Avec un grand étonnement, il voit Julien accélérer une fois sur le bitume de la station-service. Il ne comprend pas très bien ce qu'il se passe. Le jeune homme semble avoir décidé d'abandonner Jen et de tenter de fuir seul. Enzo sent un poids lui libérer la poitrine alors qu'il a les poumons qui brûlent par la course. Il souffle fort, il ne doit pas laisser Julien filer. C'est la priorité pour le moment. Il se force à accélérer. Il ne tiendra que quelques mètres à cette distance, mais cela semble suffisant pour rattraper Julien, qui devrait également s'essouffler rapidement. De toute façon, il est coincé, il ne pourra pas aller bien loin. La station-essence est bordée d'arbres et seule une route permet d'accéder au parking et de contourner le centre commercial.
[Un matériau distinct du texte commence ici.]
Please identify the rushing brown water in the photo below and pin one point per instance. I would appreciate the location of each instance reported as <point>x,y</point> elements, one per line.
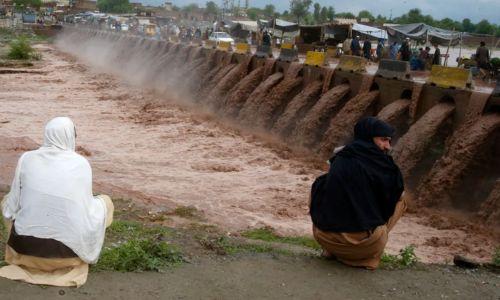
<point>309,129</point>
<point>463,147</point>
<point>265,97</point>
<point>412,146</point>
<point>353,110</point>
<point>297,108</point>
Un adolescent, faisant le plein d'une moto près d'une pompe, regarde la scène interloqué. Il voit trois personnes arriver en courant vers lui : d'abord Julien, avec quelques mètres d'avance, puis Jen et enfin Enzo, qui gagne du terrain. Enzo comprend, trop tard, ce que Julien est en train de faire. Il le voit bousculer l'adolescent, enfourcher la moto et la démarrer. Enzo ralentit légèrement, le souffle court. Il sait que c'est fini, il ne pourra pas le rattraper.
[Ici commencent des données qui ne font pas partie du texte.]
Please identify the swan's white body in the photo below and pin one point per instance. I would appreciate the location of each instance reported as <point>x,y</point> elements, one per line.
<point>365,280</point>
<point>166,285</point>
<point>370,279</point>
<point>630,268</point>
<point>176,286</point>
Jen, elle, court toujours. Julien effectue un large demi-tour, contournant les pompes à essence et vient se placer devant elle. Enzo se remet à courir alors que Jen grimpe elle aussi sur la moto, s'agrippant à la chemise de Julien. Elle jette un dernier regard dans la direction d'Enzo, qui court toujours et n'est plus qu'à quelques mètres. Il voit la bouche de Jen, cette bouche qu'il a si souvent embrassée se tordre dans une petite grimace. Puis la moto démarre et Jen tourne de nouveau la tête.

Dans une tentative désespérée, Enzo se jette en avant pour tenter de combler les derniers mètres qu'il lui manque. Il sent le souffle de l'air projeté par le véhicule lui caresser le visage. Il ferme les yeux, piqués par la poussière et les petits graviers. La main d'Enzo se referme, mais elle ne rencontre que le vide.

Il retombe lourdement sur le sol, les coudes éraflés par l'asphalte, cherchant l'air qui refuse de remplir les poumons. Il se redresse vivement en position assise pour voir la moto partir et l'adolescent courir vainement après. Ridicule.

Rageusement, il tape la main sur le goudron chauffé par le soleil. Il tente de reprendre une respiration régulière avant de se relever. Les traits du visage d'Enzo sont déformés par la haine. Plus que jamais, il hait Julien. Il lui fera payer cette humiliation. Désormais, il savait comment le retrouver, tant que Jen serait avec lui. Un sourire vient adoucir la colère des traits du jeune homme, alors qu'il marche vers l'adolescent qui, à bout de souffle, se tient les côtes. Ridicule.